The novelist and columnist for the San Francisco Chronicle gives voice to immigrant families navigating a new America, straddling two worlds but belonging to none. First released in 2016, this volume of stories contains three new tales that shine a light on the conflict between self and society, tradition and change.
While not all of the families in this book are Asian, most are, and their tales play on the well-worn 'model minority' myth of sacrificing parents and children destined to become Ivy League-grads, engineers, and doctors. Yet while these narratives often start in a familiar place, they quickly enter new territory ... Family, loyalty, love, lust: Vanessa Hua does justice to the big themes in this noteworthy debut. Yet she also succeeds by keeping it local; her city of San Francisco is a constant companion in these ten stories, lending her work authenticity and empathy. An award-winning columnist for the San Francisco Chronicle, Hua knows the immigrant communities that she writes about. She never resorts to ethnic caricatures. Instead, she writes her subjects’ stories as they must be told. Their choices, no matter how detrimental, are portrayed with understanding. And their deceptions, however dishonest, feel like the truth.

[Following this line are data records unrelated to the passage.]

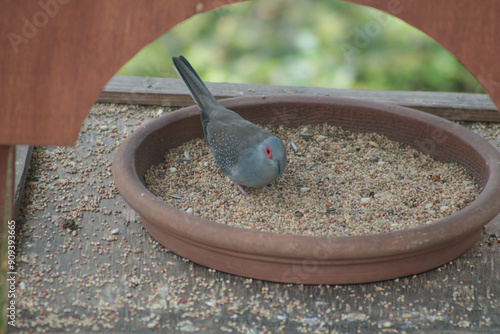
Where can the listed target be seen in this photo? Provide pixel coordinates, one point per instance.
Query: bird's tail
(200, 93)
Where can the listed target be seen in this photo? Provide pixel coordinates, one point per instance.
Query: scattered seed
(313, 166)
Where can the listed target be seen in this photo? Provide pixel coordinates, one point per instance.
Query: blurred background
(319, 43)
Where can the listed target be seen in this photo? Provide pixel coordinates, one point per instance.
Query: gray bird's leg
(240, 187)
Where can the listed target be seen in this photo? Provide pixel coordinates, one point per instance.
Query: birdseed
(337, 183)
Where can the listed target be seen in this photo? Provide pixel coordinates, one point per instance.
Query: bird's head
(274, 152)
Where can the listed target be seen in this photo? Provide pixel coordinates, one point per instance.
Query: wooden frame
(57, 55)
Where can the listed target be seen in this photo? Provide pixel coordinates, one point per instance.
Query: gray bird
(247, 154)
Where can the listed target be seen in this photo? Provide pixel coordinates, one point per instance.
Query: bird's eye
(269, 153)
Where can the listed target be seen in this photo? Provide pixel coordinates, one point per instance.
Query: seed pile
(337, 183)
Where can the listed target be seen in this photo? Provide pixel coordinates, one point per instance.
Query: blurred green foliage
(321, 43)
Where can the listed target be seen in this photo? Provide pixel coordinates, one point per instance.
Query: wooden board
(173, 92)
(56, 56)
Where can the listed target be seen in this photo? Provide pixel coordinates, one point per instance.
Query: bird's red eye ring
(269, 153)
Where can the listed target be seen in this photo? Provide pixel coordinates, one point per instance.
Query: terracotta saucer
(313, 260)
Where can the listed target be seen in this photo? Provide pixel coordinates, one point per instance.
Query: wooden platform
(105, 273)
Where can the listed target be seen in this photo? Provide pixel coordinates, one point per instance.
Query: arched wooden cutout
(57, 55)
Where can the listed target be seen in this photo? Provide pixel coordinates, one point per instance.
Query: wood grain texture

The stories escalated as I progressed through the collection, finishing with three exceptional pieces where the issue of race emerges organically out of the characters and situations. In these the compressed denouements poignantly accentuate the pretty stories the protagonists tell themselves to generate hope ... In these stories Hua presents an impressive range of specific characters, each illuminating in unique circumstances how the struggle to affirm identity is made trickier when one is an Asian minority in American culture. After all, we can’t entirely control how other people see us, just as we can’t entirely control how we see ourselves.
Journalist Hua’s debut in fiction is an intriguing collection of 10 stories with personal resonance from being the child of Chinese immigrants and a two-decade, continent-hopping career. Each of her protagonists is never quite grounded, caught between multiple cultures and countries. Each hides beneath layers of deceit, clinging to lies that enable survival ... Hua’s ability to imagine the detailed lives of her disparate characters, including a sex-scandal runaway, missionary saviors, and a lock-picking immigrant, gives her stories impact, despite a few jarring endings. Hua’s collection pairs well with those of Mia Alvar, Violet Kupersmith, and Tania James ... Hua is a writer to watch.